Advanced Custom Fields
Le plugin Advanced Custom Fields, utilisé par plus de deux millions de sites web, serait vulnérable à une faille de sécurité de type « cross site scripting » (XSS), avertit The Register. La découverte de cette faille a été faite le 2 mai par Rafie Muhammad, chercheur chez Patchstack, et immédiatement signalée à l'éditeur du plugin, Delicious Brains, qui a publié une mise à jour (6.1.6). Les utilisateurs du plugin sont vivement encouragés à déployer cette mise à jour pour protéger leurs sites.
La vulnérabilité en question permet à tout utilisateur non authentifié de récupérer des informations sensibles ou de procéder à une escalade des privilèges sur le site WordPress en incitant un utilisateur privilégié à visiter un lien malveillant. Le score CVSS de cette faille est de 6,1 sur 10 en termes de gravité, ce qui la rend potentiellement dangereuse pour les sites web qui utilisent ce plugin.

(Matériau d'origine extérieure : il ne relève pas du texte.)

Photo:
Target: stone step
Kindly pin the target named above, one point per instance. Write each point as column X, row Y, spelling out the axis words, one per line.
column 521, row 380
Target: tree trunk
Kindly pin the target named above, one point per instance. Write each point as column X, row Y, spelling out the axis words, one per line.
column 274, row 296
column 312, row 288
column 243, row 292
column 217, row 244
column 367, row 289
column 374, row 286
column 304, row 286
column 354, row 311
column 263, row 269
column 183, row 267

Wordpress : grande popularité et grosse cible pour les hackers
WordPress est l'un des systèmes de gestion de contenu les plus populaires au monde, avec une part de marché de 43,2 % selon W3Techs. Cependant, il est également connu pour être vulnérable à diverses attaques, en partie en raison de son écosystème de plugins tiers maintenus par des développeurs indépendants, certains d'entre eux pouvant contenir des vulnérabilités de sécurité.

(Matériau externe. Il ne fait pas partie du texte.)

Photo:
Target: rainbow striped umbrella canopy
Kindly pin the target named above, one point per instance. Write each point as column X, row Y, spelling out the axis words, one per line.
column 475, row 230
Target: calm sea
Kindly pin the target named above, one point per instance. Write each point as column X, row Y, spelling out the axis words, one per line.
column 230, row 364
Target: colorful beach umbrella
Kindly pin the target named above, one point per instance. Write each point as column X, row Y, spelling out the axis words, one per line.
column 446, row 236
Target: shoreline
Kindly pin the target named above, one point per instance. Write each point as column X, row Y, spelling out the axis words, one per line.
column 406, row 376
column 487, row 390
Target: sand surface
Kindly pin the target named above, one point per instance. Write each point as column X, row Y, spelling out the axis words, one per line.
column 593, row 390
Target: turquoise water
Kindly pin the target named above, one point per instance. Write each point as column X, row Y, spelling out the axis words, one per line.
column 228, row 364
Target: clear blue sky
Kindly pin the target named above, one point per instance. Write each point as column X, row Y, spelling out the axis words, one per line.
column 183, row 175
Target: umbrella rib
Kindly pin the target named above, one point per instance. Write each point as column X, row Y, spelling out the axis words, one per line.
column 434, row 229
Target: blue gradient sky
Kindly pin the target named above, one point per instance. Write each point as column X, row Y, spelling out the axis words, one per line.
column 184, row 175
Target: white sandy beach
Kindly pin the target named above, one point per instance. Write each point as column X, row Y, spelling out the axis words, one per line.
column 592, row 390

Patchstack a noté une augmentation de 150 % des signalements de vulnérabilités de WordPress entre 2020 et 2021, et 29 % des plugins présentant des vulnérabilités critiques à l'époque n'ont pas été corrigés. Il est donc crucial que les utilisateurs de WordPress et de ses plugins tiers restent vigilants et appliquent les mises à jour de sécurité dès qu'elles sont disponibles pour éviter toute compromission de leur site web.